Relevant Characteristics of B-Cells
The key function of B-cells concerns the production of antibodies. B-cells form memory cells so that an automated response could be provided and antibodies could be produced automatically in case of recidivism. In addition, B-cells contribute to the production of plasma cells. B-cells are activated as antigens are connected to receptors.
T-Cells and Their Importance in the Immune System
T-cells fall under the category of lymphocytes and are split into two key types, i.e., killer and helper T-cells. The role of T-cells in the human body is reduced to locating the cells that have been mutated or infected with germs and attack them, thus, destroying he mutated and infected cells together with the mutagen or virus contained in them. As T-cells mature, they emerge in lymph nodes and the bloodstream.
Vaccines: Definition and Identification
A vaccine can be defined as the introduction of an agent that resembles the cause of a disease and is typically represented by a weakened microbe to the bloodstream. The development of the antibodies capable of fighting the disease in question triggers the destruction of the mutagen and the mutated cells. B-cells, in their turn, spawn the creation of memory cells that will later on attack the mutagen in case of the disease contraction.
Among the key vaccines that are viewed as imperative in the U.S., the following ones must be mentioned: Hepatitis B1, Rotavirus, Diphtheria, pertussis, Haemophilus influenzae type b4, Pneumococcal conjugate, Inactivated poliovirus, Influenza (IIV; LAIV), Measles, Mumps, Rubella, Varicella, Hepatitis A1, Meningococcal, Tetanus, diphtheria, & acellular pertussis, Human papillomavirus, Meningococcal B1, and Pneumococcal polysaccharide (CDC, 2016, p. 2). Immunization is advised for patients aged 0-6 and is supposed to occur based on a specific schedule.

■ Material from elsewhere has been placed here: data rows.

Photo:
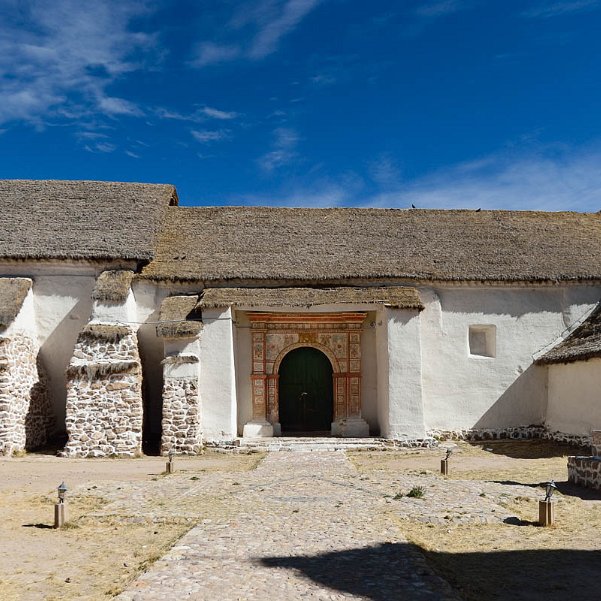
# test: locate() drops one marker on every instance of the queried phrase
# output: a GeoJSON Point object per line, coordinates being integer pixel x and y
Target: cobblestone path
{"type": "Point", "coordinates": [301, 526]}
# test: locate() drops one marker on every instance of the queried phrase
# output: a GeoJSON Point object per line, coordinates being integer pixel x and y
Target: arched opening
{"type": "Point", "coordinates": [305, 391]}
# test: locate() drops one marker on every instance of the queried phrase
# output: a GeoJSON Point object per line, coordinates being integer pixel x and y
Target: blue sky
{"type": "Point", "coordinates": [437, 103]}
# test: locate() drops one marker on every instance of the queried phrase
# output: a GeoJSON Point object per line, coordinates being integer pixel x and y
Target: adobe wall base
{"type": "Point", "coordinates": [258, 429]}
{"type": "Point", "coordinates": [351, 427]}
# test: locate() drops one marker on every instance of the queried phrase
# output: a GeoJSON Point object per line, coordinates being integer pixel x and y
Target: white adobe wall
{"type": "Point", "coordinates": [63, 305]}
{"type": "Point", "coordinates": [574, 397]}
{"type": "Point", "coordinates": [399, 372]}
{"type": "Point", "coordinates": [217, 382]}
{"type": "Point", "coordinates": [243, 360]}
{"type": "Point", "coordinates": [149, 297]}
{"type": "Point", "coordinates": [462, 391]}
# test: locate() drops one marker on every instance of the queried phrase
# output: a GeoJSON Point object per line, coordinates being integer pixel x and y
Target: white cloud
{"type": "Point", "coordinates": [209, 53]}
{"type": "Point", "coordinates": [284, 152]}
{"type": "Point", "coordinates": [560, 181]}
{"type": "Point", "coordinates": [290, 14]}
{"type": "Point", "coordinates": [214, 113]}
{"type": "Point", "coordinates": [556, 9]}
{"type": "Point", "coordinates": [206, 136]}
{"type": "Point", "coordinates": [199, 116]}
{"type": "Point", "coordinates": [58, 57]}
{"type": "Point", "coordinates": [441, 8]}
{"type": "Point", "coordinates": [104, 147]}
{"type": "Point", "coordinates": [268, 20]}
{"type": "Point", "coordinates": [384, 171]}
{"type": "Point", "coordinates": [565, 181]}
{"type": "Point", "coordinates": [118, 106]}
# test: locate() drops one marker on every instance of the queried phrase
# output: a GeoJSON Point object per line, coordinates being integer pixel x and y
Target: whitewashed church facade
{"type": "Point", "coordinates": [130, 323]}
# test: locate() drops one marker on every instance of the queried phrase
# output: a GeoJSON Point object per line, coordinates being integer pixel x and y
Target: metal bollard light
{"type": "Point", "coordinates": [546, 507]}
{"type": "Point", "coordinates": [444, 463]}
{"type": "Point", "coordinates": [169, 468]}
{"type": "Point", "coordinates": [60, 508]}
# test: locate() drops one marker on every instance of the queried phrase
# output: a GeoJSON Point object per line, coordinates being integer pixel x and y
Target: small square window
{"type": "Point", "coordinates": [482, 340]}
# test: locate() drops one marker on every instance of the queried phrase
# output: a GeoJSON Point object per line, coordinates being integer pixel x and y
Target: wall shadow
{"type": "Point", "coordinates": [390, 571]}
{"type": "Point", "coordinates": [522, 403]}
{"type": "Point", "coordinates": [533, 448]}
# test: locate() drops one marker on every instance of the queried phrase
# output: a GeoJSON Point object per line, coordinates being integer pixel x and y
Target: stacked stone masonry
{"type": "Point", "coordinates": [585, 471]}
{"type": "Point", "coordinates": [513, 433]}
{"type": "Point", "coordinates": [181, 417]}
{"type": "Point", "coordinates": [25, 408]}
{"type": "Point", "coordinates": [104, 397]}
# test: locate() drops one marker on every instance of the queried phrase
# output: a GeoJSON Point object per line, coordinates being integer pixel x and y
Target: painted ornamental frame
{"type": "Point", "coordinates": [337, 335]}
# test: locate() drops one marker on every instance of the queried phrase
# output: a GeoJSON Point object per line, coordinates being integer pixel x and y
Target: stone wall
{"type": "Point", "coordinates": [104, 394]}
{"type": "Point", "coordinates": [181, 417]}
{"type": "Point", "coordinates": [585, 471]}
{"type": "Point", "coordinates": [25, 410]}
{"type": "Point", "coordinates": [512, 433]}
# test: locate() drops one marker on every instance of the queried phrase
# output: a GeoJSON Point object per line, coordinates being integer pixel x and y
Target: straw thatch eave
{"type": "Point", "coordinates": [398, 297]}
{"type": "Point", "coordinates": [262, 244]}
{"type": "Point", "coordinates": [13, 292]}
{"type": "Point", "coordinates": [582, 344]}
{"type": "Point", "coordinates": [113, 286]}
{"type": "Point", "coordinates": [82, 219]}
{"type": "Point", "coordinates": [179, 318]}
{"type": "Point", "coordinates": [99, 369]}
{"type": "Point", "coordinates": [105, 332]}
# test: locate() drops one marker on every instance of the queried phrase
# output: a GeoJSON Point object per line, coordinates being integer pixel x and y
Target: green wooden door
{"type": "Point", "coordinates": [305, 391]}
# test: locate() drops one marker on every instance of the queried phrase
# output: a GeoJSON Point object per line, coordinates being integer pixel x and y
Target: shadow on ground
{"type": "Point", "coordinates": [529, 449]}
{"type": "Point", "coordinates": [566, 488]}
{"type": "Point", "coordinates": [386, 572]}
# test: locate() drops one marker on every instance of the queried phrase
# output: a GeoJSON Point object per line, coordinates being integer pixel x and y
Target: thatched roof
{"type": "Point", "coordinates": [393, 296]}
{"type": "Point", "coordinates": [81, 220]}
{"type": "Point", "coordinates": [107, 332]}
{"type": "Point", "coordinates": [179, 317]}
{"type": "Point", "coordinates": [582, 344]}
{"type": "Point", "coordinates": [113, 286]}
{"type": "Point", "coordinates": [12, 294]}
{"type": "Point", "coordinates": [331, 245]}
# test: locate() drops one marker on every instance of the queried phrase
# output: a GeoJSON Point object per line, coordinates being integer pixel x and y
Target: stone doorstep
{"type": "Point", "coordinates": [313, 444]}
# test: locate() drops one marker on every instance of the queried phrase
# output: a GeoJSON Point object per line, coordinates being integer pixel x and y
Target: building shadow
{"type": "Point", "coordinates": [391, 571]}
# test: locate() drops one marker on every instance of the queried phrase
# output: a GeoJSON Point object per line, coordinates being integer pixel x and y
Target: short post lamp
{"type": "Point", "coordinates": [60, 508]}
{"type": "Point", "coordinates": [169, 467]}
{"type": "Point", "coordinates": [444, 463]}
{"type": "Point", "coordinates": [546, 507]}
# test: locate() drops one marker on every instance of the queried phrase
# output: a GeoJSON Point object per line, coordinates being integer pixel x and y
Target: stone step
{"type": "Point", "coordinates": [314, 444]}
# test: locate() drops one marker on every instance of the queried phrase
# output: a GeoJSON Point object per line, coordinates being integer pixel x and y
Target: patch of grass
{"type": "Point", "coordinates": [417, 492]}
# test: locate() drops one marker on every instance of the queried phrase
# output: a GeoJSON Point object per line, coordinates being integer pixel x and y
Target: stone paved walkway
{"type": "Point", "coordinates": [301, 526]}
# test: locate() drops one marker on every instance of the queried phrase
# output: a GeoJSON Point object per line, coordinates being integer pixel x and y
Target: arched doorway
{"type": "Point", "coordinates": [305, 391]}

Recombinant Vaccines, Toxoids, and Antitoxins
Much like antitoxins, toxoids are used as a tool against toxins, whereas recombinant vaccines presuppose the removal of a specific gene from one organism and its following insertion into the other one (i.e., the transfer of antibodies from a healthy organism to the infected one).
Monoclonal Antibodies and Their Clinical Importance
Monoclonal antibodies are the antibody molecules created by a line or clone of cells and incorporating a line of antibody molecules that are completely the same. Monoclonal antibodies allow building immunity against diseases.
Importance of Hemagglutination Reactions
A hemagglutination reaction implies that red blood cells should be tested for the presence of antibodies against soluble agents in them.
Abbas, A. K., Lichtman, A. H. H., & Pillai, S. (2015). Basic immunology: Functions and disorders of the immune system. Philadelphia, PA: Elsevier Health Sciences.
Bennett, J. E., Dolin, R., & Blazer, M. J. (2015). Mandell, Douglas, and Bennett’s principles and practice of infectious diseases. Philadelphia, PA: Elsevier Health Sciences.
Colco, R., & Sunshine, G. (2015). Immunology: A short course. New York, NY: John Wiley & Sons.